К ормеху неторопливо подошел мужчина. Внешность его была отталкивающей, если не сказать – уродливой. Он выглядел так, словно провёл несколько лет на войне, и эти годы не прошли для него даром, обезобразив внешне до неузнаваемости. Или же так, слишком увлекся совершенствованием своего тела всевозможными вспомогательными биопротезами.
В какой-то момент мадам подумала, что ослышалась. Но если слух мог подвести, глаза не обманывали. Она прекрасно видела того, кто стоял напротив, посматривая на неё свысока. Он был ей знаком. Слишком хорошо знаком. Ближе не придумаешь.
Сердце предательски кольнуло, но женщина поспешила отбросить ненужную, неуместную в сложившейся ситуации сентиментальность.
– Ваш сын, мадам Шторнец, – тихо сказал просчитавший ситуацию Сцай, наклоняясь к уху женщины.
– Знаю, мой друг. Нашли мою болевую точку. Но это – его выбор, – также тихо ответила она.
– Мадам Шторнец! Обращаюсь к вам! В связи с тем, что нынешняя власть проявляет бездействие по многим социальным вопросам, предлагаю вам сдать ваши полномочия и сложить свой депутатский мандат до начала, следующего заседания, а ещё... – начал, было, Сарпак, но Шторнец его прервала:
– С какой стати я обязана это делать, сын мой?
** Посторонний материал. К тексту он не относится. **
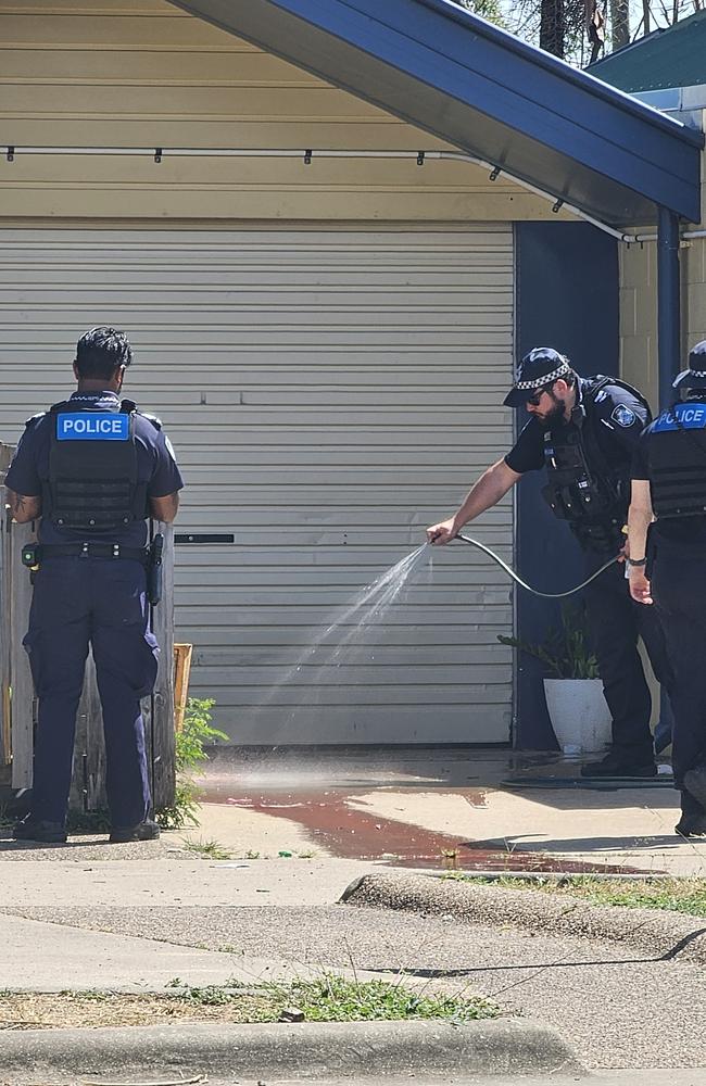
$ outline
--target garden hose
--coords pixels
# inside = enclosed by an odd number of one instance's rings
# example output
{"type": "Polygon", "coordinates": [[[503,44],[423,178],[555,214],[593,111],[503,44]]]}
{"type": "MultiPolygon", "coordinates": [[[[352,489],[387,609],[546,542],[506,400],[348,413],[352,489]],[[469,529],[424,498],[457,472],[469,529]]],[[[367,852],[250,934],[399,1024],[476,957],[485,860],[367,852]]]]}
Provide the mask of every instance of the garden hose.
{"type": "Polygon", "coordinates": [[[566,592],[540,592],[539,589],[533,589],[531,584],[524,581],[522,578],[519,577],[506,561],[503,561],[500,555],[496,555],[495,552],[491,551],[484,543],[480,543],[478,540],[471,539],[470,535],[454,535],[454,539],[461,540],[462,543],[468,543],[470,546],[478,547],[479,551],[482,551],[489,558],[492,558],[493,561],[497,563],[501,569],[504,569],[507,576],[512,577],[513,580],[519,584],[520,589],[531,592],[533,596],[542,596],[543,599],[564,599],[566,596],[572,596],[575,592],[580,592],[581,589],[584,589],[587,584],[591,583],[591,581],[595,581],[596,577],[600,577],[601,573],[608,569],[608,567],[620,557],[620,555],[617,554],[615,558],[608,558],[608,560],[605,561],[600,569],[596,569],[595,573],[591,573],[590,577],[587,577],[585,581],[581,581],[581,583],[577,584],[573,589],[568,589],[566,592]]]}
Вы принуждаете меня? Принуждайте, вот тут. Прямо сейчас. – Неуверенно выпрямив спину, она попыталась не казаться сломленной.
Она вела дискуссию уже не так напористо, с обманчиво-непосредственной усмешкой, но Сарпак, зная свою мать, понимал – диалог будет тяжёлым. Он перевёл дыхание и продолжил:
– Мадам Шторнец, хочу напомнить вам, что пункт сто четырнадцать гласит: «Присутствие более двух партий в Парламенте нежелательно, дабы избежать непреднамеренных поступков со стороны неизбранных народом деятелей...». – зачитал свои заметки с листочка, который был написан явно на коленке, за несколько минут до начала «стычки» с матерью.
– Господин Сарпак, вы цитируете данный пункт не целиком, а продолжение его гласит: «Притом, что существование других партий не запрещается...». Следовательно, вы ошиблись, – снова перебив сына, дополнила мадам Шторнец.
Чтобы цитировать законодательство, ей не требовалось заглядывать в позорные шпаргалки. Превосходство устного знания законов слегка подбодрило ее. Мадам гордилась этим.
– Да, существование других партий в обществе не запрещается, но в Парламенте – нежелательно! И ваши слова – это попытка уцепиться за соломинку, они только подтверждают то, что вы сдаётесь. Вы прекрасно понимаете: наша Контрпартия имеет всенародную поддержку, ваш лидер Верлион исчез, тем самым подтвердив вынесенный ему импичмент, а сторонние движения вас тоже не поддерживают... На что вы надеетесь? Вы что, хотите развязать гражданскую войну? – вмешался заместитель главы Контрпартии Лаз Гольдер.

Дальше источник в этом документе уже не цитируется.